Dopo Nicola Rossi, Stefano Passigli. Ancora un raid para-accademico in campo bancario: da parte di un professore “fiorentino” (Passigli senza alcuna virgoletta); ancora da parte di un ex senatore del centro- sinistra. Rossi, pochi giorni fa, è stato protagonista di una singolare consulenza lobbistica per la Bcc di Cambiano (Firenze), che ha modificato in corsa il decreto di riforma del Credito cooperativo nazionale, in un mare di polemiche. Ora Passigli – politologo di granitiche appartenenze laico-fiorentine – propone, altrettanto in corsa, una specie di “riforma della riforma” delle Fondazioni bancarie.



Sul Corriere della Sera Passigli – militante del Pri spadoliniano poi confluito fra i senatori Ds e quindi nel Pd – ha sostenuto la necessità di modificare il Protocollo negoziale siglato meno di un anno fa tra le 88 Fondazioni dell’Acri e il Ministro dell’Economia e delle Finanze, Pier Carlo Padoan. Qui è previsto che le Fondazioni limitino a un terzo del valore complessivo del loro patrimonio l’esposizione partecipativa verso la cosiddetta “banca conferitaria” (ad esempio: Intesa Sanpaolo per la Fondazione Cariplo e Compagnia San Paolo, UniCredit per Crt e Cariverona, ecc.). Cosa ora propone il politologo toscano, già sottosegretario alla Presidenza del governo D’Alema?



I crolli di Borsa – rileva Passigli – rendono quasi impossibile liquidare pacchetti bancari salvo incorporare forti perdite: osservazione corretta. Allarme rosso, continua Passigli, perché “per una normativa promossa da Amato e da Ciampi le Fondazioni devono dismettere entro un breve lasso di tempo le quote eccedenti il 30% del loro valore patrimoniale”: osservazione due o tre volte non corretta. La disciplina aggiornata per le Fondazioni non è più quella della legge Amato-Carli (1990) e resta solo in parte quella della legge Ciampi-Pinza (1999). Su quest’ultima si è innestato nella primavera 2015 il Protocollo Acri-Mef: è quest’ultimo a sollecitare le Fondazioni (in maniera netta ma senza forza di legge) a dismettere le quote eccedenti, ma nell’arco di un triennio (citiamo dalla Reuters che l’11 marzo 2015 ha informato i mercati sul Protocollo). Di più: proprio i crolli di Borsa hanno fatto rientrare i valori delle grandi partecipazioni bancarie entro i limiti fissati dal Protocollo, congelando quindi la necessità di dismissione.

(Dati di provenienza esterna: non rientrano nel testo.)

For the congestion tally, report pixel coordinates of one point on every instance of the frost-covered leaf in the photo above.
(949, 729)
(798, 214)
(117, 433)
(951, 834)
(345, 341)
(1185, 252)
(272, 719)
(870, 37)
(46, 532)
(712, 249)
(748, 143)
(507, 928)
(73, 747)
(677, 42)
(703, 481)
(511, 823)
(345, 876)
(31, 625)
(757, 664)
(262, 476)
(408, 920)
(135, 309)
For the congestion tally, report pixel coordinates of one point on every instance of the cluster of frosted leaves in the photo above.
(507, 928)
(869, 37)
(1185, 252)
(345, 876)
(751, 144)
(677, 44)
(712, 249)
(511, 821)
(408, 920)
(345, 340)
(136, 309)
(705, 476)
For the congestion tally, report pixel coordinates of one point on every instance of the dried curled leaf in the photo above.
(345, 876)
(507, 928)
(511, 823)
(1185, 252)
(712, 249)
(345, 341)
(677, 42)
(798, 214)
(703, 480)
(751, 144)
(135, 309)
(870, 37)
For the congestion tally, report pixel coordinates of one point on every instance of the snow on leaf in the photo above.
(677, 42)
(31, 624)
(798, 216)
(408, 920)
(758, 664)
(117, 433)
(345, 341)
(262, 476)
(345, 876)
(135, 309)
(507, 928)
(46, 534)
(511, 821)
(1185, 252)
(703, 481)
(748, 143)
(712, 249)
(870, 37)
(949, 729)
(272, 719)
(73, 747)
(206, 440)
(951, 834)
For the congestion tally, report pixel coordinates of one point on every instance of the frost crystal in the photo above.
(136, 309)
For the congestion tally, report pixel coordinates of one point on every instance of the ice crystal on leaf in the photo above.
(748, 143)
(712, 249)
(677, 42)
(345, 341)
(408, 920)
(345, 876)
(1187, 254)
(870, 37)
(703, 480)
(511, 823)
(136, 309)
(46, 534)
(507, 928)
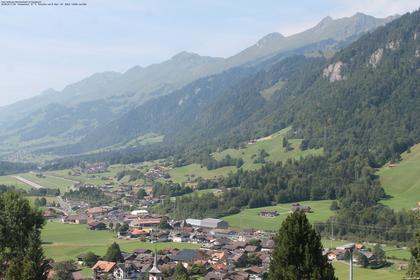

È quindi davvero poco comprensibile che Passigli invochi un “moratoria” già prevista e in ogni caso al momento non necessaria. Meno incomprensibile diventa forse il raid di Passigli, nella sua parte accessoria: il “soccorso” alle Fondazioni dovrebbe essere contraccambiato con la conversione delle azioni ordinarie delle Fondazioni nelle grandi banche in azioni di risparmio. Argomento affascinante quanto insidioso: ancora una volta si lusingano le Fondazioni a corto di dividendi bancari con la promssa di una cedola stabile del 5%; ma si dimentica che le azioni di risparmio (private del diritto di voto) verrebbero automaticamente deprezzate dal mercato. L’argomento, comunque, non sembra meno raffazzonato dell’uovo di colombo trasmesso sulle Bcc-Spa inviato da Rossi al sottosegretario alla Presidenza Luca Lotti direttamente a nome della Bcc di Cambiano, dove lavora il padre di Lotti.

Si vede lontano un miglio l’ennesimo tentativo “para-accademico” di spezzare le reni alle Fondazioni come residue azioniste-presidio delle grandi banche italiane, altrimenti esposte a ogni rischio di scalata. Già una ventina d’anni fa – del resto – un’altra proposta “laicissima” – quella del presidente di Mediobanca, Francesco Cingano – suggeriva al Governo di espropriare le Fondazioni delle banche pubbliche controllate (Cariplo e San Paolo di Torino, Cariverona e Crt, ecc.) in cambio di Btp. Almeno l’idea di Cingano conteneva la prospettiva di un “piano regolatore del credito” in Italia. Quella di Passigli neppure.